Genetic diversity among the four pepper genomes. a Loading plot of the first (Dim1) and second (Dim2) components; b Bar plot showing the percentage of explained variance of the first four components; c Hierarchical clustering of the four pepper genotypes

Out of 29,258,818 SNPs identified within the four genotypes, heterozygous variants were analyzed in-depth. Interestingly, a peak of heterozygous variants was identified on chromosome 6 of CDT, whereas another peak was present on chromosome 11 of CIL (Fig. 5). By contrast, in PAP and SIG, heterozygous variants were less distributed along the chromosomes, with only few intervals showing a high number of heterozygotes. A GO enrichment analysis was then performed to identify significant terms harboring heterozygous variants among our genotypes. In CDT, three significant GO term (GO:0019001, GO:0032561 and GO:0002555) all involved in GTP functions were identified (Fig. S5). Among genes with these GO term, we identified a translation initiation factor (EIF2a), known to be involved in abiotic and biotic stress tolerance. By contrast, despite no significantly enriched terms were identified in CIL, interesting terms with regulatory functions of endogenous stimuli and biological quality were identified (data not shown).

Fig. 5
figure 5

Heterozygous SNP density plots for the twelve chromosomes. The number of SNPs is within 1 Mb window size. The horizontal x-axis shows the twelve chromosomes, while the y-axis represents the number of heterozygous SNP divided per 1 Mb

Private SNPs allowed the identification of variants associated to important agronomic traits

Both genomes from Campania were characterized by higher fruit weight and non-pungency of fruits, whereas those from Calabria had smaller and spicy fruits. For this reason, identifying private variants may allow to identify specific loci underlying these characteristics. Based on whole genome data, we identified 23,648 and 54,109 private variants in the genotypes from Campania and Calabria, respectively (data not shown). Although these variants were localized on all chromosomes, a large number of polymorphisms were found on chromosome 9 (1535 genes) in the former genotypes, and on chromosome 2 (1700 genes) and chromosome 3 (2896 genes) in the latters (Table S8). In addition, a higher density of private variants has been observed on chromosomes 7 and 9 (Fig. S6). Over 95% had a modifier effect in both groups, being 2294 out of 2402 and 9564 out of 10,057 presents in genomes from Campania and Calabria, respectively (Table S9). Interestingly, among variants with high impact in the genomes from Campania, we identified 4 polymorphisms localized in a gene annotated as extension (ID: PHT73052.1). In particular, the first variant was due to an insertion (T - > TA) in the genotypes from Campania with big and sweet fruits that induces a frameshift and, as consequence, the creation of a new stop codon (Fig. S7). By contrast, among variants with high impact in the genomes from Calabria, we identified two SNPs on chromosome 9 localized in two different genes belonging to the same gene family (1-aminocyclopropane-1-carboxylate, ACO).

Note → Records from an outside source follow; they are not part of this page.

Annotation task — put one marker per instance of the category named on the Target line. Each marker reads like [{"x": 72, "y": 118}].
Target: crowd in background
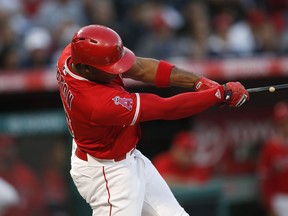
[{"x": 33, "y": 32}]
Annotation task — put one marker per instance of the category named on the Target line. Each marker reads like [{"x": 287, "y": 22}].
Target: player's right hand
[
  {"x": 235, "y": 94},
  {"x": 203, "y": 84}
]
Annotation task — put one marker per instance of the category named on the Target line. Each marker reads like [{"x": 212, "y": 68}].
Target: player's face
[
  {"x": 101, "y": 76},
  {"x": 97, "y": 75}
]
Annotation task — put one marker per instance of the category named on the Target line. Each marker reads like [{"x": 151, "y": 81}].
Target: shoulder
[{"x": 66, "y": 53}]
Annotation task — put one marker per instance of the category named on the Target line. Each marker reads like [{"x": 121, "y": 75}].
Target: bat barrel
[{"x": 267, "y": 88}]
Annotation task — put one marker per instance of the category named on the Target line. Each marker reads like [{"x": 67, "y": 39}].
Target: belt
[{"x": 83, "y": 155}]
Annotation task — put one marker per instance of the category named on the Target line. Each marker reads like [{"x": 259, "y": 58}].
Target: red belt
[{"x": 83, "y": 155}]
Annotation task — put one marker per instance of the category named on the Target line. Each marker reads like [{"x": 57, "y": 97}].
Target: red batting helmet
[{"x": 101, "y": 47}]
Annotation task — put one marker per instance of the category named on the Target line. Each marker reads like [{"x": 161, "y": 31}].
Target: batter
[{"x": 103, "y": 119}]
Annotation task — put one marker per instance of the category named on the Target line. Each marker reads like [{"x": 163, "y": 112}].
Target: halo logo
[{"x": 125, "y": 102}]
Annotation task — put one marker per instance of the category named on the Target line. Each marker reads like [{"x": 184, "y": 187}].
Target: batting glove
[
  {"x": 235, "y": 94},
  {"x": 203, "y": 84}
]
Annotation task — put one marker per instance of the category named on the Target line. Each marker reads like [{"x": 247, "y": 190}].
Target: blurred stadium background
[{"x": 245, "y": 40}]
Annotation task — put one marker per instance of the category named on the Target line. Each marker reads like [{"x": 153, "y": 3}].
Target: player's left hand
[
  {"x": 235, "y": 94},
  {"x": 203, "y": 84}
]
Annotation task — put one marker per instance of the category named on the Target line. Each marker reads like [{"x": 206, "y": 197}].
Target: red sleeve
[{"x": 182, "y": 105}]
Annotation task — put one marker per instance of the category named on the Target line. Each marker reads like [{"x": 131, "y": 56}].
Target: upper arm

Finally, we determined private variants in genes underlying the most important quality-related pathways in pepper (phenylpropanoids, carotenoids and flavonoids): six of them were involved in the phenylpropanoid pathway (4-coumarate--CoA ligase 1, Caffeic acid 3-O-methyltransferase, Caffeoyl-CoA O-methyltransferase, Cytochrome 98A1, Oxalate--CoA ligase and Trans-cinnamate 4-monooxygenase), five in flavonoids (Chalcone-flavonone isomerase, Flavonol synthase/flavanone 3-hydroxylase, Chalcone synthase 2, Naringenin,2-oxoglutarate 3-dioxygenase and Leucoanthocyanidin dioxygenase) and seven in carotenoids (Capsanthin/capsorubin synthase, Zeta-carotene desaturase, Beta-carotene hydroxylase 1, Prolycopene isomerase, Lycopene epsilon cyclase, Protein Lutein Deficient 5 and Carotenoid Cleavage Dioxygenase 4) (Table S10, Table S11). For all candidates, at least one ortholog in each genome was identified, with the only exception for capsanthin/capsorubin synthase, which was not found in the yellow genotype CDT. The highest variability in terms of number of genes and/or isoforms was found for the caffeic acid 3-O-methyltransferase. Indeed, the highest number of genes and isoforms was found in CM334 and CIL, whereas the lowest was found in SIG (Table S10). Among these genes, two upstream variants were found in genomes from Campania affecting caffeic acid 3-O-methyltransferase and putative chalcone-flavonone isomerase 3. By contrast, upstream variants within 4-coumarate--CoA ligase 1 and Pentatricopeptide repeat-containing protein, and an intron variant in Chalcone--flavonone isomerase were identified in genomes from Calabria (data not shown). With the same approach we also investigated variants in 55 genes belonging to categories controlling berry size and shape. A variant localized in brassinosteroid insensitive2-like2 (BIN2-LIKE 2) was found in both genomes from Campania, whereas three genes were affected by variants (KLUH, Gigantea and AINTEGUMENTA) in those from Calabria.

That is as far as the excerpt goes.